Cuando su gemelo se fue, Phury dejó caer la cabeza hacia atrás. Mientras fumaba, miraba la punta encendida del porro y se preguntaba de manera distraída si eso sería como un orgasmo para el cigarro.
Por Dios. Si Bella se moría, tanto él como Z entrarían en una espiral de la que los hombres nunca salían.
Al pensar en eso, se sintió culpable. Realmente no estaba bien que se preocupara tanto por la mujer de su gemelo.
Como la ansiedad le hacía sentir como si se hubiese tragado un enjambre de langostas, siguió fumando para calmarse, hasta que vio la hora en el reloj. Mierda. Tenía que dar una clase sobre armas de fuego dentro de una hora. Sería mejor que se duchara y tratara de espabilarse.
‡ ‡ ‡
John se despertó confundido, con una vaga sensación de que le dolía la cara y había algún tipo de silbido en su habitación.

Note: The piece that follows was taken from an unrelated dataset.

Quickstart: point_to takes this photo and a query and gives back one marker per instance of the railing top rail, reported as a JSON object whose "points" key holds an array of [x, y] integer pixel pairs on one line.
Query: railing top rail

Levantó la cabeza de su cuaderno y se apretó el puente de la nariz. La espiral del cuaderno le había dejado marcas sobre la piel y John pensó en Worf, el personaje de Star Trek, la nueva generación. Y el silbido era la alarma del reloj.
Eran las tres y cuarto de la tarde. Las clases empezaban a las cuatro en punto.
Se levantó del escritorio, fue cojeando hasta el baño y se detuvo ante el inodoro. Cuando eso le pareció demasiado esfuerzo, dio media vuelta y se sentó.
Por Dios, estaba exhausto. Había pasado los últimos dos meses durmiendo en la silla de Tohr, en la oficina del centro de entrenamiento, pero cuando Wrath intervino y le obligó a pasarse a la mansión, estaba durmiendo de nuevo en una cama de verdad. Uno pensaría que se sentía genial de tener esa inmensa habitación. Pero se sentía fatal.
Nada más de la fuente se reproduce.